6 Concluding remarks

This paper takes the traditional ancestral hall of Jiushan Village, a traditional Chinese village, as the research object, and uses the noncontact measurement technology combined with 3D laser scanning technology and tilt photography technology to carry out the comprehensive and fine 3D modeling application of ancient buildings. The following three conclusions are obtained:

  1. 1.

    The improved feature point matching algorithm is proposed to realize the accurate fusion of multisource data, which can quickly obtain the complete and omnidirectional three-dimensional space data of ancient buildings and provide data support for the modeling of ancient buildings.

  2. 2.

    Average error of fusion accuracy between laser point cloud data and tilt photogrammetry data constructed in this study is 1.6 cm, and the data fusion accuracy is high, which indicates that multisource data fusion has high accuracy.

  3. 3.

    Constructed 3D model compared with the actual measurement, the relative median errors of the eight objects of the constructed 3D model are 4, 7, 5, 4, 5, 4, 6 and 5 mm, and the average value is 5 mm, which meets the requirements of accurate modeling accuracy. Moreover, the relative median error of each object of the model is small and the modeling accuracy is high.

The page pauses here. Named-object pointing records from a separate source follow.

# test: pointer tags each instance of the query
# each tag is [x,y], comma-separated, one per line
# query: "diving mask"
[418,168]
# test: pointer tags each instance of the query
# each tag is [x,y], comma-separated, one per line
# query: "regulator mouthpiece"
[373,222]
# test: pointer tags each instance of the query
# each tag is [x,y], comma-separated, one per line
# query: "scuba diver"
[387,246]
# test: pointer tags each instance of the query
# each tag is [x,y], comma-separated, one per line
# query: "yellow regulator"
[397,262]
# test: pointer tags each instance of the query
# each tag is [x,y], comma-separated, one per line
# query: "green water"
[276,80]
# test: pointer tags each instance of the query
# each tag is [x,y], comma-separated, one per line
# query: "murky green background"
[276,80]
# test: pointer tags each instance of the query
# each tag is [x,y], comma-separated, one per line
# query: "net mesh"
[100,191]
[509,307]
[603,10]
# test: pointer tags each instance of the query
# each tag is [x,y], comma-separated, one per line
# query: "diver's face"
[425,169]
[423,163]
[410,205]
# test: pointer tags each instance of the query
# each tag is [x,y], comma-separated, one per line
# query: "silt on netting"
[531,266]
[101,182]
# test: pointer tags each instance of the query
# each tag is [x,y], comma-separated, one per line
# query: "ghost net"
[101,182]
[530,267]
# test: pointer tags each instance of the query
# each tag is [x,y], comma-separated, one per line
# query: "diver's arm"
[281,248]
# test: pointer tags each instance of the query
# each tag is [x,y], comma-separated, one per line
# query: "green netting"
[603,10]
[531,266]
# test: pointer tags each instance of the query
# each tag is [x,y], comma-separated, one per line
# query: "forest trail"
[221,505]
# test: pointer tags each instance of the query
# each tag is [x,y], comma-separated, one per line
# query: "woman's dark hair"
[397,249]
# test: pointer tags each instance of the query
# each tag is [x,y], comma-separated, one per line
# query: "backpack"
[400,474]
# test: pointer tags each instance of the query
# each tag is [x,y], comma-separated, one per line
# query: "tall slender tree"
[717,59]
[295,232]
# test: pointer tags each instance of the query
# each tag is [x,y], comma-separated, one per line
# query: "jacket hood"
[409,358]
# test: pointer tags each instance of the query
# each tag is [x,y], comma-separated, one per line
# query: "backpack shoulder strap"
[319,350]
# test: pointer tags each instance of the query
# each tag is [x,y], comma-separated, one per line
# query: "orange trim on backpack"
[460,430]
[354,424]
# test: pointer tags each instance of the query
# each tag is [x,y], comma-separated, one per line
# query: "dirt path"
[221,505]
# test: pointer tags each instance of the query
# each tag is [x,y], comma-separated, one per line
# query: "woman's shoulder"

Application results show that this study can provide fine, omni-directional, complete two-dimensional information and data support of three-dimensional models for the restoration of ancient buildings. It can be displayed intuitively by 3D printing model, which has a positive effect on restoration, protection of ancient buildings, and the spread of clan culture. The scopes which should be revealed as a future perspective of this research work are: This study should be tested for large amount of data and more redundant data and the improvement should be investigated further for the extraction of some complex structures. In the future, the development direction is to improve the ability of information extraction and to build a big data platform with the integration of real-time data acquisition, transmission and information extraction, to further enhance the value of data acquisition, information extraction and archiving. Therefore, the modeling efficacy of the method used in this research is extra resourceful compared to the traditional method, At the same time, the 3D laser point cloud data and the ancient building data obtained by UAV tilt photogrammetry are more ample and complete, which is the original 3D spatial model data that can be recorded. This approach can provide the most original data support for scientific research personnel. This research method is determined to have a great benefit in constructing three-dimensional models of ancient architecture.